Step back from the "how do I make an api jar" and look at your mod.
What is it that you've created that other people might want to use?
Did you add a machine that has some sort of recipe?
Did you add a machine that has some sort of recipe?
Do you have some capability that could be exposed?
Do you have some other mechanism that other mods might either want to know about, modify, supply data to, or get data from?
Do you have block properties that aren't vanilla?
First, create an API package separate form your mod. In there create interface that declares the action you want to expose.
Second, implement that interface on the class that's already handling those actions.

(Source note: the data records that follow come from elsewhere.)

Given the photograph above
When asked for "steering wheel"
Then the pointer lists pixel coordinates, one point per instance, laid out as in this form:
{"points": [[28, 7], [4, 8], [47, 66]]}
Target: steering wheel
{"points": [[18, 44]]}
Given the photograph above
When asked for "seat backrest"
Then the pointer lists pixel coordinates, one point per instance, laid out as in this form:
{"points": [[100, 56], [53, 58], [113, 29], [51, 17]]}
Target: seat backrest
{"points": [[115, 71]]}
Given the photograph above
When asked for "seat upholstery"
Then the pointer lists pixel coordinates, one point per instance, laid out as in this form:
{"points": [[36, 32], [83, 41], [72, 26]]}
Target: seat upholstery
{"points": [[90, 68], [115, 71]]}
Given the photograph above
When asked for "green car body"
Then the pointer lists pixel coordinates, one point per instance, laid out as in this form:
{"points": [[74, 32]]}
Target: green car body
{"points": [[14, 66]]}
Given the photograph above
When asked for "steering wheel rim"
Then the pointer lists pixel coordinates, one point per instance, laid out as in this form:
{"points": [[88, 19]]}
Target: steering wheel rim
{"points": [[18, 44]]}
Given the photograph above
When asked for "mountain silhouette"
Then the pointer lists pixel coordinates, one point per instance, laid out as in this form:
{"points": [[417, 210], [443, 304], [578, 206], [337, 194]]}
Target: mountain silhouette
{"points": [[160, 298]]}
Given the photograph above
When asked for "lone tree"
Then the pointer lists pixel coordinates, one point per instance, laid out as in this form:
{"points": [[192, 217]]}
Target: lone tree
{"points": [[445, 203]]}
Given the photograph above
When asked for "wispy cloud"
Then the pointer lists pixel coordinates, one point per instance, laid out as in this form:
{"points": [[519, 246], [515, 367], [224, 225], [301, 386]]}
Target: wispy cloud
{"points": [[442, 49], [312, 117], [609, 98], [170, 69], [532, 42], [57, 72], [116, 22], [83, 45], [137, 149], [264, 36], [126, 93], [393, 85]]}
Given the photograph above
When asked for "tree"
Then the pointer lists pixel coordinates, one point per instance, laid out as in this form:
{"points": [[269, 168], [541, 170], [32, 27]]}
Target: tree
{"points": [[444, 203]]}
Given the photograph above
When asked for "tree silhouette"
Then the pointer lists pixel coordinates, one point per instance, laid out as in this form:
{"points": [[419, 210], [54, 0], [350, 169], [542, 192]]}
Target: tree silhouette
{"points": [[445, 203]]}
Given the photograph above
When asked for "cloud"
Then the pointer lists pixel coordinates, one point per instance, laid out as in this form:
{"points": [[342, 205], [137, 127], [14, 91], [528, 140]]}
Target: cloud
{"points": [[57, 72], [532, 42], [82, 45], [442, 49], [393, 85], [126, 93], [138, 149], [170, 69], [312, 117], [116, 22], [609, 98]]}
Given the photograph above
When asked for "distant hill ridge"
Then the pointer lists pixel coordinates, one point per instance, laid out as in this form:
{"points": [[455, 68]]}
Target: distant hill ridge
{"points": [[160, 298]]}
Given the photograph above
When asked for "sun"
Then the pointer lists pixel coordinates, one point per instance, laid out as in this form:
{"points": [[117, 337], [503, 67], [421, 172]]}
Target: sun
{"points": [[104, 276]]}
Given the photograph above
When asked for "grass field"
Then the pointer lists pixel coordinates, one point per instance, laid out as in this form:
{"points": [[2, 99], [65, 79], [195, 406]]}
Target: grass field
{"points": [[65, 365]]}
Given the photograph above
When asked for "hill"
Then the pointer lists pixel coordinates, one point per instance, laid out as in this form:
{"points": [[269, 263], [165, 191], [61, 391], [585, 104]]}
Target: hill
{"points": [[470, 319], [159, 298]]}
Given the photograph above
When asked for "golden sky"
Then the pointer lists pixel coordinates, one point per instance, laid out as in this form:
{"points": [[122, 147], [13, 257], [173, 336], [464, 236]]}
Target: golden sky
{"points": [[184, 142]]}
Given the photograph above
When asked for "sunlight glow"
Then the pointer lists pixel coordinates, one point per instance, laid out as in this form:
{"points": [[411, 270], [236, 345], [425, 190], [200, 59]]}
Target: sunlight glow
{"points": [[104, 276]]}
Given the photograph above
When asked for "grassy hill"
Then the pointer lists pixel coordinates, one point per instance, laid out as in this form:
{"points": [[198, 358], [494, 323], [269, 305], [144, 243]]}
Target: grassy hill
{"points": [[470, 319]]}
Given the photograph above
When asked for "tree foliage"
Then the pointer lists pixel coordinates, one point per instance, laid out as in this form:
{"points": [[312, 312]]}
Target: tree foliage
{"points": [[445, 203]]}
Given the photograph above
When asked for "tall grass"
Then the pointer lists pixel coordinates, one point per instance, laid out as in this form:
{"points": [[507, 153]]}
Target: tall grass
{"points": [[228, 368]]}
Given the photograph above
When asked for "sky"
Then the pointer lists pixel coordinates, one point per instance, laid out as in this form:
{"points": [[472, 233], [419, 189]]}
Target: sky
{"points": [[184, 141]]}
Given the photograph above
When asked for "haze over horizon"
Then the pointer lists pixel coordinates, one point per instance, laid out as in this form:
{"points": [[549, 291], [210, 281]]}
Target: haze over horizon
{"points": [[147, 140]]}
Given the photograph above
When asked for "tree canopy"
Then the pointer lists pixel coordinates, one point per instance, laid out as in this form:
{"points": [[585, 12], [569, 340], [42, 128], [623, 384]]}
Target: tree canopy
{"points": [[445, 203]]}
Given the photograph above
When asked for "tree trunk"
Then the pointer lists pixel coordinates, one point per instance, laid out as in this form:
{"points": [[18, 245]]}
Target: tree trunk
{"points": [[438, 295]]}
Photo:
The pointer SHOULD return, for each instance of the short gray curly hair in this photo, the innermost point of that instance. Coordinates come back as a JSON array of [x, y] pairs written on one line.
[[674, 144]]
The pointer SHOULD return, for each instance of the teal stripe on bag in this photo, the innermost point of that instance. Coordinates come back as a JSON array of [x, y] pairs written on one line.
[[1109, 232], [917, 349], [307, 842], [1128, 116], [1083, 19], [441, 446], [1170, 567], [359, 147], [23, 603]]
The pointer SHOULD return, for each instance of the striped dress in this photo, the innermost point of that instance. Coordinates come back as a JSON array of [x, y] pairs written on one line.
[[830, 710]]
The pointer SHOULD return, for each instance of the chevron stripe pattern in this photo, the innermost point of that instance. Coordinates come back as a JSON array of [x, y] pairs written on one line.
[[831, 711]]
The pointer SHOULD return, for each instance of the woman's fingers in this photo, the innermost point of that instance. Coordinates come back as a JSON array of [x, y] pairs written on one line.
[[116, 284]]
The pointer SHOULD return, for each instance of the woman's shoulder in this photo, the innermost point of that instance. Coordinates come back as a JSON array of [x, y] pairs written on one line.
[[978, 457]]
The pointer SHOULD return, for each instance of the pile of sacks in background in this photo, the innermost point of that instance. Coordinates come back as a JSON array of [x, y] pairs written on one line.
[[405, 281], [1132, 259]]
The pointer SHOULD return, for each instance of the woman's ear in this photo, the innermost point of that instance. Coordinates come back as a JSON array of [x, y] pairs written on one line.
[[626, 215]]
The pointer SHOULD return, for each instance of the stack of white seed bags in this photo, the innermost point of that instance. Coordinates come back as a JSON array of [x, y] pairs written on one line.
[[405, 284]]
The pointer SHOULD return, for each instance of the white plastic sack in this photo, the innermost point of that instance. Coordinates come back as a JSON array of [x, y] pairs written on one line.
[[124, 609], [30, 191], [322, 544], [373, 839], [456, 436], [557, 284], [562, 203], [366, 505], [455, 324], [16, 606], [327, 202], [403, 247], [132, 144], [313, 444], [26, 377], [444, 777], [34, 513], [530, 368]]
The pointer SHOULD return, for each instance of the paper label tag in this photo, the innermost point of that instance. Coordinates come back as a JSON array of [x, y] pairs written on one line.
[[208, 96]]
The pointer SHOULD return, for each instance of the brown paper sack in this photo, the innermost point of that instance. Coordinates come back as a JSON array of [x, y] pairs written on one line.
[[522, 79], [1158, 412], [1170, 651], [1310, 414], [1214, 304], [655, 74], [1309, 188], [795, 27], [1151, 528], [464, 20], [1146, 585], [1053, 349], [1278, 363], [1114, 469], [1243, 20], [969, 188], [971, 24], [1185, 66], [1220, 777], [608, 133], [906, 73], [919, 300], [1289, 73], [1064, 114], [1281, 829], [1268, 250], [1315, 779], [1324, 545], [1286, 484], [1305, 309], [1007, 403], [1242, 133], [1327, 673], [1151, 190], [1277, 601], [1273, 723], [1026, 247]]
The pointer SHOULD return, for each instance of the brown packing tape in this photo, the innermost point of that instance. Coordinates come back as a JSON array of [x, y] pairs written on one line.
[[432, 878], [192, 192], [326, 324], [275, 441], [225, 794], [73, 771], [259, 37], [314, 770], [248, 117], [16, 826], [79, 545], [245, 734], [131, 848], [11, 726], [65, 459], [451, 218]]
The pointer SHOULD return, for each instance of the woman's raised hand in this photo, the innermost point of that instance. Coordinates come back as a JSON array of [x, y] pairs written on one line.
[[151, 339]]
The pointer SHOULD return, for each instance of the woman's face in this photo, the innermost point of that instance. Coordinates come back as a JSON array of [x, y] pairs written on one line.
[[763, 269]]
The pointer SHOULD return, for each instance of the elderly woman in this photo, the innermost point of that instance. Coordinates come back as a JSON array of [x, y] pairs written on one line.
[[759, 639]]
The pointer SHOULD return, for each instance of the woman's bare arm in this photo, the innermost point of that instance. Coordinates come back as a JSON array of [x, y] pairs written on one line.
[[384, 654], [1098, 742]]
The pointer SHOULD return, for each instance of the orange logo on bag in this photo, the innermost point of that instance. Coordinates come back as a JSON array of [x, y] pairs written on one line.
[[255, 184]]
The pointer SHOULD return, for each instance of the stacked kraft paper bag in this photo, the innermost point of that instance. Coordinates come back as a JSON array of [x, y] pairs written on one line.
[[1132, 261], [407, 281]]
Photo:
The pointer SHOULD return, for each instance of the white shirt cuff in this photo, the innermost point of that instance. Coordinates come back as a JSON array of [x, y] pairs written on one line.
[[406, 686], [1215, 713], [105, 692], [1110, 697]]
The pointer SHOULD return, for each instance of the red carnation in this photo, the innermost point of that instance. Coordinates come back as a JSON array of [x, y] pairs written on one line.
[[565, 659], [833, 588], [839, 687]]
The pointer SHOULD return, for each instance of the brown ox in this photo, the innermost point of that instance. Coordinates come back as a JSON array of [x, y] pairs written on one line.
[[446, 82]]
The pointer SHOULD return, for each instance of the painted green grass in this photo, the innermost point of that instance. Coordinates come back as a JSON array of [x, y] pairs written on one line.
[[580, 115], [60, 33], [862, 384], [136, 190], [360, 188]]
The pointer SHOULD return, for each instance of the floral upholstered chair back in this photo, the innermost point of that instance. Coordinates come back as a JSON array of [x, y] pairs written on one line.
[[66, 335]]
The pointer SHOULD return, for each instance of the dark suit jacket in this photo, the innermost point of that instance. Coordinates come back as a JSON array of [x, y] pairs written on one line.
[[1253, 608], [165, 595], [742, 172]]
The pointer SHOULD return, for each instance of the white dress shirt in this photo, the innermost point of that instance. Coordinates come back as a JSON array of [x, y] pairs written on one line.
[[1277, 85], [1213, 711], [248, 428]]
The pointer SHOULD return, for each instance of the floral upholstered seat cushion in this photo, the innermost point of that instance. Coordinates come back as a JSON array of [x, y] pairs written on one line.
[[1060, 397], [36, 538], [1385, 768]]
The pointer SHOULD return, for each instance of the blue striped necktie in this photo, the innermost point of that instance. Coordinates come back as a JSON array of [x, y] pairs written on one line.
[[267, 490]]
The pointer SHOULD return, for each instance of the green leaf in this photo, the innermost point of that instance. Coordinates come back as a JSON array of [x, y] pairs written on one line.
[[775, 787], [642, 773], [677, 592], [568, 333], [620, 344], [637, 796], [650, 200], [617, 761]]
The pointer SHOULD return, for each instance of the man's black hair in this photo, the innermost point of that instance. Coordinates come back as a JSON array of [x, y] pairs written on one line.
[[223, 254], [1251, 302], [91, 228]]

Third, store a reference to the instance in an API location (don't forget to instantiate it).
Fourth, convert all existing references over to use the API instead.
If you do things right, the game won't crash and your machine will still work. Congrats, you made an API. If you don't use your own API, you can't test it. And if you don't test it, you won't realize that something's wrong (it took Reika and I back and forth over 3 revisions of his API before I could add a recipe to the Rotary Craft Extractor).
You can do the same thing for block properties, capabilities, and other things as well.
However there's other things to keep in mind as well:
Once you've declared the interface and released it, it's effectively permanent. You've signed an API contract that says that these methods exist and are guaranteed to exist. If you change the method signatures in the future, it won't be your mod that crashes, but the mod that tried to use your API. And users will complain to them even though it's your fault. Imagine how frustrated a player would be if that other mod author vanished from modding and you changed the API: users would be hammering a brick wall with no response, unable to use two of their favorite mods together.
Instead, you should mark the methods in the interface as @deprecated (so that no one else starts using them) and in the implementation, make a best-guess conversion to the new method. If it can't be done at all, then just leave an empty method stub. The two mods won't integrate as they used to, but they'd still run. You can throw warnings and log messages and non-fatal errors all you'd like, but the JVM should never crash.